Josef Ehmoser is another impressive estate that seems to do quite well out of this tradition, being located on deep, soft loess soils of the Wagram region that lies between the Wachau and Vienna. Wagram’s a new region (to me) of 2,400 ha (vs. Wachau’s 1,400ha) that seems more adept (even more than Kamptal?) at producing creamy, white flower Gruner Veltliners for earlier drinking. And if the quality being produced by young Josef and partner Martina Ehmoser is anything to go by then we shall surely hear more about the Wagram in future, especially as the loess’s ability to retain water favours non irrigation viticulture.
Branching out from the more famous zones of ‘Lower Austria’ (Wachau, Krems and Kamptal), I headed south of Vienna to N. Burgenland where along the sand and gravel ‘banks’ of the Neusiedlersee Lake, undulating with vineyards I came across a strange, cultish movement named ‘Pannobile’; named after the hot Pannonian Plains to the east and the nobility of its native grapes. The Barbera-like Ste.Laurent thrives here while Blaufränkisch struggles in the absence of clay. Ironically the ‘Pannobile’ movement, founded during the mid 1990s, is better known for producing big black, overly-extracted blended wines that pander to a mono-dimensional, international palate. No surprise then to discover that the Pannobile producers have ties with a similarly marketing-oriented, altruistic group of Piedmontese Langhe growers called ‘Insieme’, led by cantina Elio Altare. They too like to talk ‘typicity’ while producing wines that wouldn’t look out of place among the folds of California’s Sierra Nevada Foothills. The plot (and must!) thickens when one learns that a few Austrian (white wine!) producers have adopted the ‘Insieme’ viticultural practice of cutting bunches in half to achieve higher sugar/alcohol and lower acidity levels (at the expense of regional identity and balance)!
Far more convincing are the fine Blaufränkisch reds from the Mittelburgenland (c. 2,000ha) and Südburgenland (500ha) subzones an hour’s drive south.
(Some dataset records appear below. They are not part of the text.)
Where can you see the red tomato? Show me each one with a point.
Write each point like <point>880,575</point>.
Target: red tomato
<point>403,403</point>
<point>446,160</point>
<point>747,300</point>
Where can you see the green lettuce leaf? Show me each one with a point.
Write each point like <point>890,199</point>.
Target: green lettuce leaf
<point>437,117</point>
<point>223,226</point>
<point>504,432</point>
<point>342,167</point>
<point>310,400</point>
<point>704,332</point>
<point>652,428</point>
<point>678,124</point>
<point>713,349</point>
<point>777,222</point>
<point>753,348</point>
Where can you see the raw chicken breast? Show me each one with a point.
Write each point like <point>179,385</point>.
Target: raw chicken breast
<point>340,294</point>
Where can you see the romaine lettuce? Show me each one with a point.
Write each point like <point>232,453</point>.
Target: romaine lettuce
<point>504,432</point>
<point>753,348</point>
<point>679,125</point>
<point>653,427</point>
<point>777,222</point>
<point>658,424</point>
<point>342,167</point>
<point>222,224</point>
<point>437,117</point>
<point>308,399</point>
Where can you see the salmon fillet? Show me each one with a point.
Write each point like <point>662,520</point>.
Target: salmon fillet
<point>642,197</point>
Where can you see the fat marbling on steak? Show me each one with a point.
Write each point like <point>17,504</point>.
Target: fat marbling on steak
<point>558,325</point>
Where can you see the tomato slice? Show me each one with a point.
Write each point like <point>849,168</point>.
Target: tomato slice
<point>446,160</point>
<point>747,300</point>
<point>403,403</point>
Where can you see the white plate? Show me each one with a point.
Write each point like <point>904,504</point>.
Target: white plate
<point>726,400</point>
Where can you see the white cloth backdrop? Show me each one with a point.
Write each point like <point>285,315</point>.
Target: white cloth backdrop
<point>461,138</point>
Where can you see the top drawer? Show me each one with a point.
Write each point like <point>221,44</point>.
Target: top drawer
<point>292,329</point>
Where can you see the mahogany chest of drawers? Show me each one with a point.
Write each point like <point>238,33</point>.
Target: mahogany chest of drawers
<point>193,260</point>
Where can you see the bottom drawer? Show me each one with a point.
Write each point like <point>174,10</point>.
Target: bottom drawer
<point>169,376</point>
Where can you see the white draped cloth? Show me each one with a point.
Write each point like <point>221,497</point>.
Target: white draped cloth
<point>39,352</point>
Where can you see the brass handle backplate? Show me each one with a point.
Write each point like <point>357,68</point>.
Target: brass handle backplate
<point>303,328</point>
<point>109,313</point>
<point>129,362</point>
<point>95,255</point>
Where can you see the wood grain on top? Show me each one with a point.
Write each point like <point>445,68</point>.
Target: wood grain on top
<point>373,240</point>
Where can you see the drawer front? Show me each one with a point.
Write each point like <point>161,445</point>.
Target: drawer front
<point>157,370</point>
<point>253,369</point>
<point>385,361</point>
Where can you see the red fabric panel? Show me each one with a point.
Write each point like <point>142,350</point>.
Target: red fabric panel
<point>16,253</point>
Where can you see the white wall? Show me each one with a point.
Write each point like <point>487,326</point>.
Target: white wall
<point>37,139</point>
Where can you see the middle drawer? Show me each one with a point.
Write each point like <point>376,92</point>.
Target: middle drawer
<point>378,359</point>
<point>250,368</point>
The former benefits from predominantly calcareous clay deposits to give minerally rich noble wines that really do have much in common with Piedmontese Nebbiolo. Since the early 2000s Roland Velich at Moric has been skilfully sourcing the finest fruit from the villages of Neckenmarkt and Lutzmannsburg among others, and vinifying them in a traditional manner (long maceration in large oak) to give statuesque wines.
Further south still, on the border quite literally with Hungary, is the unspoilt enclave of Eisenberg, lying at the heart of the Südburgenland zone; a viticultural zone still emerging from the shadow of former Communist Hungary nextdoor. Its steep, almost overhanging vineyards reminded me of Chablis while the green slate soil, and the lush blueberry character of their Blaufränkisch wines speak more of Central Otago! What’s more there’s a surfeit of old vines on offer as the older generation move on, a few of which are being snapped up by the likes of Christoph Wachter, of Wachter-Wiesler. He’s a young, purposeful type who’s spent his formative years exploring the various ways of vinifying Blaufränkisch to capture its regional identity, and now is content to leave the barrique behind for the botte grande!